Si cette application permettait de proposer aux délégués commerciaux un service d’affichage des clients et prospects situés à proximité et qu’aucun élément ne permet d’établir que ces données ont pu également être utilisées afin de contrôler leur activité, il n’en demeure pas moins que ces données personnelles permettaient de retracer leurs déplacements et que leur traitement automatisé aurait dû être soumis au RGPD, ce dont ne justifie pas l’employeur.
Toutefois, une simple violation du RGPD est insuffisante à conférer un droit à réparation de la personne concernée (CJUE, 25 janvier 2024, affaire C687/21) et Mme [B] se borne à alléguer le même préjudice que celui résultant du manquement à l’obligation de sécurité déjà réparé, et notamment le fait d’avoir subi trois intrusions au sein de son domicile outre le traumatisme allégué consécutif à la vente de sa maison.
Dès lors, à défaut de justifier de l’existence d’un préjudice distinct propre au manquement résultant de la violation du RGPD, il y a lieu de confirmer le jugement déféré en ce qu’il a débouté Mme [B] de sa demande de dommages et intérêts à ce titre.
III. Sur les dépens et l’application de l’article 700 du code de procédure civile
La société Laboratoires Copmed, partie perdante, sera condamnée aux dépens de première instance et d’appel, en application de l’article 696 du code de procédure civile. Sa demande en application de l’article 700 du code de procédure civile sera rejetée, tant pour les frais irrépétibles exposés en première instance, par voie de confirmation de la décision attaquée, qu’en cause d’appel.

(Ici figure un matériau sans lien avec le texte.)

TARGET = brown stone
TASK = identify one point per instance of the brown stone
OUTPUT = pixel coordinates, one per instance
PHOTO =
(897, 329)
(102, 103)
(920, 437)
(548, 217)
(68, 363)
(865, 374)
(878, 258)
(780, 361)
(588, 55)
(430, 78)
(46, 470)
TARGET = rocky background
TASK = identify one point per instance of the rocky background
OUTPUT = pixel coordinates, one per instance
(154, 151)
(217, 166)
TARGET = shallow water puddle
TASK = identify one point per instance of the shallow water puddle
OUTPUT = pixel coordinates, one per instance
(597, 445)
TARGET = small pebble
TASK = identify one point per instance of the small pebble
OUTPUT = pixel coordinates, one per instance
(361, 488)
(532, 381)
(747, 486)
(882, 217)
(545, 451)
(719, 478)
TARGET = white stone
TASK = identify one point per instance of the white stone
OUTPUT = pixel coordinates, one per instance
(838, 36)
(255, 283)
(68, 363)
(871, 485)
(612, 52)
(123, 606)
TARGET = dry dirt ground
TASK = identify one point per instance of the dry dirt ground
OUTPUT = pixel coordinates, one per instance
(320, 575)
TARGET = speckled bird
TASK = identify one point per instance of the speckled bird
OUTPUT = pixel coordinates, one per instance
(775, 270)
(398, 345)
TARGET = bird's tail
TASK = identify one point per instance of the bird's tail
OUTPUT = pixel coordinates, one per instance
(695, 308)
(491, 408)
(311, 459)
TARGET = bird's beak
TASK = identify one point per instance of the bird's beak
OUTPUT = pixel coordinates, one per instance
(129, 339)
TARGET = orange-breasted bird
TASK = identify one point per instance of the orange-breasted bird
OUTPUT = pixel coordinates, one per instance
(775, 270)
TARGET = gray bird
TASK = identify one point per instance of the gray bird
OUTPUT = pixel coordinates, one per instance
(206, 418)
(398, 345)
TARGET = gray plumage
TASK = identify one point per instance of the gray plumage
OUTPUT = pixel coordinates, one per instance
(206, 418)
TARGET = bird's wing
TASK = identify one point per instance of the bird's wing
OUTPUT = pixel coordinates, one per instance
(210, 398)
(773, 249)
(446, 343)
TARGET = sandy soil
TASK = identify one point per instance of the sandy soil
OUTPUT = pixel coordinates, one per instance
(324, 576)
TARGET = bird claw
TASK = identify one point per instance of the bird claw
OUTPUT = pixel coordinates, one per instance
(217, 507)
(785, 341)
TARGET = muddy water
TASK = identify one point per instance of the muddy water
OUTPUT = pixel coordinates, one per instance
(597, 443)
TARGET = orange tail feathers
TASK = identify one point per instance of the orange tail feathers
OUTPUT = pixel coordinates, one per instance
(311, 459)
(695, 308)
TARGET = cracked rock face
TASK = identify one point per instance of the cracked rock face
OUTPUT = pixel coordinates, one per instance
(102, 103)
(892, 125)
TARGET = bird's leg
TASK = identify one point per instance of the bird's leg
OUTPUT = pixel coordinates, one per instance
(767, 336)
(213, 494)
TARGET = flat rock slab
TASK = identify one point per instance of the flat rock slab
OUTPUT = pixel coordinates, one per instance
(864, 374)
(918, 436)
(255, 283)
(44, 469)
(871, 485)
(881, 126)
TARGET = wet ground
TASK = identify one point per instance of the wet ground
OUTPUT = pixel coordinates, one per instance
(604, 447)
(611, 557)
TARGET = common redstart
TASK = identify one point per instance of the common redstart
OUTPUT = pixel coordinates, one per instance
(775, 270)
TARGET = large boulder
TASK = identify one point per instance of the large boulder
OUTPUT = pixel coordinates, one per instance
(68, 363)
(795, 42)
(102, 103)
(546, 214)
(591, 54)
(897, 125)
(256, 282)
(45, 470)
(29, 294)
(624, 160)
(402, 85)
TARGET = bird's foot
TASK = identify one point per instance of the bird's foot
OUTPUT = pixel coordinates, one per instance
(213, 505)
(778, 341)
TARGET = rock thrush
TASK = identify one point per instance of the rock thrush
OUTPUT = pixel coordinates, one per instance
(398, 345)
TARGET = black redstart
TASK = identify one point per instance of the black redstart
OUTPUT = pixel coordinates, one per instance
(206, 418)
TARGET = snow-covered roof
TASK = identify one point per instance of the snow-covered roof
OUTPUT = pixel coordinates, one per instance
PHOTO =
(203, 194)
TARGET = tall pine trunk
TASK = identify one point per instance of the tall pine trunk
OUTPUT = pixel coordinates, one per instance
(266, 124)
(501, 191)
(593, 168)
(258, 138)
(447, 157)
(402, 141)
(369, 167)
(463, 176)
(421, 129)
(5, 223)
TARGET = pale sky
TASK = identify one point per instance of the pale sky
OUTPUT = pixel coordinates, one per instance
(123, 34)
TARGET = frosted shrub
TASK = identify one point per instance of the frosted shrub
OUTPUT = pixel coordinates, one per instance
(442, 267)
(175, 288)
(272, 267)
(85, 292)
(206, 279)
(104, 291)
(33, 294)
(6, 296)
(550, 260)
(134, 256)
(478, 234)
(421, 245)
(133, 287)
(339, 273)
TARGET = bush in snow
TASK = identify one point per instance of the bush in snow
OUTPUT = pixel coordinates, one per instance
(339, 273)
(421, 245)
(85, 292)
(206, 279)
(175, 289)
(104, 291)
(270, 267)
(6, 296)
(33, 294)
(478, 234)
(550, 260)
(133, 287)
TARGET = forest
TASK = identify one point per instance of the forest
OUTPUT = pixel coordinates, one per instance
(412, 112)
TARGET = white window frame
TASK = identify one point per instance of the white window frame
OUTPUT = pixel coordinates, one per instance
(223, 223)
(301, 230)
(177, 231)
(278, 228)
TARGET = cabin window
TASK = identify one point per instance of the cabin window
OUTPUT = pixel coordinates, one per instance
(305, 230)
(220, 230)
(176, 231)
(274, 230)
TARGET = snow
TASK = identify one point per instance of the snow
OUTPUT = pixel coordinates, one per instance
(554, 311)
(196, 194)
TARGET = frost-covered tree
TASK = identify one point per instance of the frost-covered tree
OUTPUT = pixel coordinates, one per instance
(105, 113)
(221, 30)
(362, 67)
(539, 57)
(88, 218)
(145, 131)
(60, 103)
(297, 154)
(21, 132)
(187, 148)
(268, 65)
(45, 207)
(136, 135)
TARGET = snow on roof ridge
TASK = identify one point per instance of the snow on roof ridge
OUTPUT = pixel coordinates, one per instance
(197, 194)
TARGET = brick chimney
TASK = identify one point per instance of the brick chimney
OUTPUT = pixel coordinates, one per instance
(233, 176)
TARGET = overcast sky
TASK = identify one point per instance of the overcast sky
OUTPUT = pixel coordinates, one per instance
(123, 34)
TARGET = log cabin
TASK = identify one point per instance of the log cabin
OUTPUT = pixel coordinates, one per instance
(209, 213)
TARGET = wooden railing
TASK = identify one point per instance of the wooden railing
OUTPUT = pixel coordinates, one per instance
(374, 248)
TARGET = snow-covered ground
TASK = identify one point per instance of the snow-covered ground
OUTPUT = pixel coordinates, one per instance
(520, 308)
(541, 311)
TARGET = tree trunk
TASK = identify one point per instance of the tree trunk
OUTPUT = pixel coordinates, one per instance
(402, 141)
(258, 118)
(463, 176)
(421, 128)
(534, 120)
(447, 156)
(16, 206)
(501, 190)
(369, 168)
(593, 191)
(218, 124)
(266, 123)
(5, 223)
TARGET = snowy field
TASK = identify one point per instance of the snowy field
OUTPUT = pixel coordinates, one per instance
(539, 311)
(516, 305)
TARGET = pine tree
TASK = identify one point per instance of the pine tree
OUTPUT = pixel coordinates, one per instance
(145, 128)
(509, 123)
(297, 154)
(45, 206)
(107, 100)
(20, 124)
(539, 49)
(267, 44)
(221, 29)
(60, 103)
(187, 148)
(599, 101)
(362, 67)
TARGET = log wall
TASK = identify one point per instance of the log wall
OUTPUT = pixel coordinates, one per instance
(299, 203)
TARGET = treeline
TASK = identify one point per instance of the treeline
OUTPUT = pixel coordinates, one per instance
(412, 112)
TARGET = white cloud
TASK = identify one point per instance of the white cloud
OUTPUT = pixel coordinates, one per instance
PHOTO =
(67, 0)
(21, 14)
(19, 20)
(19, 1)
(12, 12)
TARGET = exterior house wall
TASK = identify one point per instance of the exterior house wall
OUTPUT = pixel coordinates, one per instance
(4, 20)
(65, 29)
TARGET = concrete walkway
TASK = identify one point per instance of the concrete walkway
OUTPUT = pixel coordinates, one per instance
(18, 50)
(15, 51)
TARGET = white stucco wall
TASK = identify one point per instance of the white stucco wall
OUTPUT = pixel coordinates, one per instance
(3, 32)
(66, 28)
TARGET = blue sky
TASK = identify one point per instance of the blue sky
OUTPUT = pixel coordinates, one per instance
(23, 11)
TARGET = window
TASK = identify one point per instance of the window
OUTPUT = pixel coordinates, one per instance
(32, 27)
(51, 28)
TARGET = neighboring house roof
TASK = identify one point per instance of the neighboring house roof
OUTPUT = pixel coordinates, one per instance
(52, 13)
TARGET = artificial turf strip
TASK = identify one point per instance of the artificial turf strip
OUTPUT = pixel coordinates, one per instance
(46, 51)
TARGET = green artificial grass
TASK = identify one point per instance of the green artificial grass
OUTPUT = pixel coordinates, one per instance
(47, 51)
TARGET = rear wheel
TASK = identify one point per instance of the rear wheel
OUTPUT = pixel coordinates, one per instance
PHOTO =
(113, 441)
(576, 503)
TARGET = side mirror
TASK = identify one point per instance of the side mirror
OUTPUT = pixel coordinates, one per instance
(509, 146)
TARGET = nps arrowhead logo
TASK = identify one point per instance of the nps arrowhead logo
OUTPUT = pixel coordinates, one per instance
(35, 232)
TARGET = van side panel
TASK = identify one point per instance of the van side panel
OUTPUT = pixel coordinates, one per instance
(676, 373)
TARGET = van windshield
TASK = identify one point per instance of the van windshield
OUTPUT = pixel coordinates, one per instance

Pour un motif tiré de l’équité, il y a lieu de condamner la société Laboratoires Copmed à payer à Mme [B] une somme totale de 3 000 euros en application de l’article 700 du code de procédure civile, tant au titre de la première instance que de la procédure d’appel.
PAR CES MOTIFS
La cour,
Confirme le jugement rendu le 6 mai 2022 par le conseil de prud’hommes de Niort en ce qu’il a débouté Mme [Y] [B] de sa demande de dommages et intérêts au titre de la violation par la société Laboratoires Copmed du règlement RGPD et la société Laboratoires Copmed de sa demande d’indemnité sur le fondement de l’article 700 du code de procédure civile,
L’infirme pour le surplus
Statuant à nouveau sur les chefs infirmés,
Condamne la société Laboratoires Copmed à payer à Mme [Y] [B] la somme de 3 000 euros à titre de dommages et intérêts pour manquement à son obligation de sécurité,
Dit que cette somme allouée à Mme [Y] [B] produira intérêts au taux légal avec capitalisation dans les conditions prévues par l’article 1343-2 du code civil à compter de la présente décision,
Condamne la société Laboratoires Copmed aux dépens de première instance et d’appel,
Déboute la société Laboratoires Copmed de sa demande sur le fondement de l’article 700 du code de procédure civile en cause d’appel,
Condamne la société Laboratoires Copmed à payer à Mme [Y] [B] la somme totale de 3 000 euros en application de l’article 700 du code de procédure civile tant au titre des frais engagés en première instance qu’en cause d’appel.